Wednesday, April 16, 2014

1. B12 deficiency
- Neuropsych signs (~33%, can occur w/ normal CBC): paresthesias, then ataxia with loss of vibration/position, then severe weakness, spasticity, clonus, paraplegia, incontinence, delirium/dementia.
- Homocysteine & MMA: they both need B12 to be converted to breakdown products, so they will increase in cases of B12 deficiency. Sensitivity of both tests are 85-95% sensitive. Homocysteine is less specific, can be elevated in vascular dx, some other processes.
- Anemia in ~75%, macrocytosis in ~80%. Normal CBC does NOT rule out B12 deficiency.
- B12 protien bound & released by acid digestion in stomach, binds IF in jejunum, absorbed in terminal ileum.
- Dietary deficiency rare bc 4 years of stores in liver.
- Old people who don't have stomach acid (atrophic gastritis, PPI, metformin) can have trouble absorbing B12.
- B12 level can be falsely low in folate deficiency, pregnancy, OCPs
- B12 deficiency: when to treat: when B12 is very low, when the B12 is borderline but either Homocysteine or MMA are low.

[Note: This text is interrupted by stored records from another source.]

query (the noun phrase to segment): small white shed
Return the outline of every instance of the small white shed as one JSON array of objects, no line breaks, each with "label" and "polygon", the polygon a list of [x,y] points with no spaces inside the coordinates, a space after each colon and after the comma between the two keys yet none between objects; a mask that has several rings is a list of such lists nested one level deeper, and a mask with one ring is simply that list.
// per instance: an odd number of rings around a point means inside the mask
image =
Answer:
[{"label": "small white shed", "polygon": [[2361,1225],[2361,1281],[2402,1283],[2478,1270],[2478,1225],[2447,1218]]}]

- Can treat with IM B12, or PO B12-- if you give huge doses, you can overcome even pernicious anemia.
2. Folate deficiency
- Drugs that interrupt the DHFR pathway: methotrexate, phenytoin, sulfasazlaine, alcohol
- People who need extra folate: chronic hemolytic anemia (like sickle cell), pregnancy, increased growth periods -- these people should always be taking folate
- Red cell folate reflects status over 3 months; sens/spec ~70%
3. Anemia of chronic disease
- Iron studies all slightly low, with high ferritin, low RPI
- Common causes: CKD, autoimmune dx, endocrinopathies, cancer, acute/chronic infection
- Cytokines change iron processing
- Hb <8 suggest additional cause
- Look for iron, B12, folate
- Should not be pancytopenic
4. TTP-HUS:
- fever, thrombocytopenia, hemolytic anemia, kidney injury, neuro sx
- w/u with smear, coags to r/o DIC
- tx with plasmapharesis to get off the anti-ADAMSTS13 antibodies
5. When someone walks in with AKI, consider the following first:
- Look at volume status => replenish volume
- Stop NSAIDs and other nephrotoxins
- Obstruction (older male, anticholinergics, urine problems) => bladder scan/straight cath => if the residual volume is high, get a renal u/s then relieve the obstruction
6. Prerenal (low FeNa)
- Dehydration, blood loss
- CHF/Cirrhosis
- NSAIDs
- Vascular - thrombi, severe b/l RAS
7. Intrarenal
- Glomerular: Nephritic syndrome (ie. red cell casts) , nephrotic
- Tubular: ATN from toxins (most common are contrast - muddy brown casts, and post-operative), prolonged hypotension
- Interstitial: 85% caused by meds: NSAIDs, antibiotics, diuretics (thiazides), anticonvulsants, PPIs, penicillins, cipro, 10% from infections (pyelo)
- Vascular
- TTP-HUS: vascular risk factors, DIC, TTP-HUS
8. Post-renal
- Prostate
- Stones
- Cancer obstructing all kidneys
- Neurogenic
- Once you relieve obstruction, there will be post-obstructive diuresis - keep up with IVF
9. Workup:
- Urine dipstick and microscopy
- Urine electrolytes
- Straight cath
10. FeNa/FeUrea 
- FeUrea more sensitive and specific than FeNa in people on diuretics, perhaps in everyone
- FeNa <1%, FeUrea <35% suggestive of pre-renal cause; higher suggest non-pre-renal cause.